YOLOv4 Tiny In UnityCG HLSL Save

A modern object detector inside fragment shaders

Project README

YOLOv4 Tiny in UnityCG/HLSL

Video Demo: https://twitter.com/SCRNinVR/status/1380238589238206465?s=20

Overview

YOLOv4 Tiny is one of the fastest object detectors that exists currently. The goal of this project is to completely recreate it without any existing ML libraries such as Darknet, PyTorch, or TensorFlow in order to port it into a VR game called VRChat.

My naive implementation only runs around 30 FPS so it doesn't hog resources for VR. It is nowhere near as performant as the original.

This implementation is based on the TensorFlow version from https://github.com/hunglc007/tensorflow-yolov4-tflite

NOTE: This was built and tested with Unity 2018.4.20f1, there may be shader compatibility issues with other versions.

Setup

  1. Download the package from Release
  2. Import
  3. Open scene in the Scenes folder
  4. Done, no dependencies
  5. Enter Play Mode to run the network

Avatars

  1. Look in the Prefabs folder
  2. Drop the prefab onto your avatar

Code

Important Shader Properties

yolov4tiny.shader

  1. Frame Delay - How much time each layer waits to update.
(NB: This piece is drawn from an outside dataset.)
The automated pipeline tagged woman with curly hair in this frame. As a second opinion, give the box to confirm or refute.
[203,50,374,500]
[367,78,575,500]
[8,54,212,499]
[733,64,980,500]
Default value is 3, the lower it is the more GPU intensive it is.

nms.shader

  1. Confidence Threshold - The cut off point for which the bounding boxes will be culled. Default value is 0.5. Lowering this value will increase the boxes but also increase the error rate.

Reading the Output

The basic setup is: yolov4tiny.shader -> nms.shader -> output.shader. To read the bounding boxes information, we loop through the output of nms.shader

This is a basic setup of how output.shader works, refer to the file for more information.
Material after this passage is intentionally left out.